Use this microflow to add a new TitanEmbeddingsOptions_Extension object to your EmbeddingsOptions object. You can use it to include parameters that are unique to Titan Embeddings models.

This operation corresponds to the TitanEmbeddingsOptions_Extension_Create microflow.

Input Output
GenAICommons.EmbeddingsOptions (object), Normalize (boolean) TitanEmbeddingsOptions_Extension (object)
4.2.2.7 Request: Add Retrieve Request Extension

Use this microflow to add a new RetrieveRequest_Extension object to your request. This is required in order to use the Retrieve activity. It requires Connection, and RetrieveRequest as input parameters.

To use this activity, you must set up a knowledge base in your Amazon Bedrock Environment. For more information, see Knowledge Base.

The input and output for this service are shown in the table below:

Input Output
ENUM_Region (enumeration), Credentials (object), RetrieveRequest (object) RetrieveResponse (object)

4.2.3 Other Operations

4.2.3.1 ListFoundationModels

The ListFoundationModels activity allows you to get all the available foundational models which Amazon Bedrock provides. It requires ENUM_Region, Credentials and ListFoundationModelsRequest as input parameters.

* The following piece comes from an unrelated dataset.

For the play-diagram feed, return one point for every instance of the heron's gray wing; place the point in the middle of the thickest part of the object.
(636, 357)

The input and output for this service are shown in the table below:

Input Output
ENUM_Region (enumeration), Credentials (object), ListFoundationModelsRequest (object) ListFoundationModelsResponse (object)
4.2.3.2 InvokeModel

The InvokeModel activity allows you to invoke a model from Amazon Bedrock. This activity provides the generic parts that are equal for the invocation of every model. It requires ENUM_Region, Credentials and InvokeModelRequest as input parameters.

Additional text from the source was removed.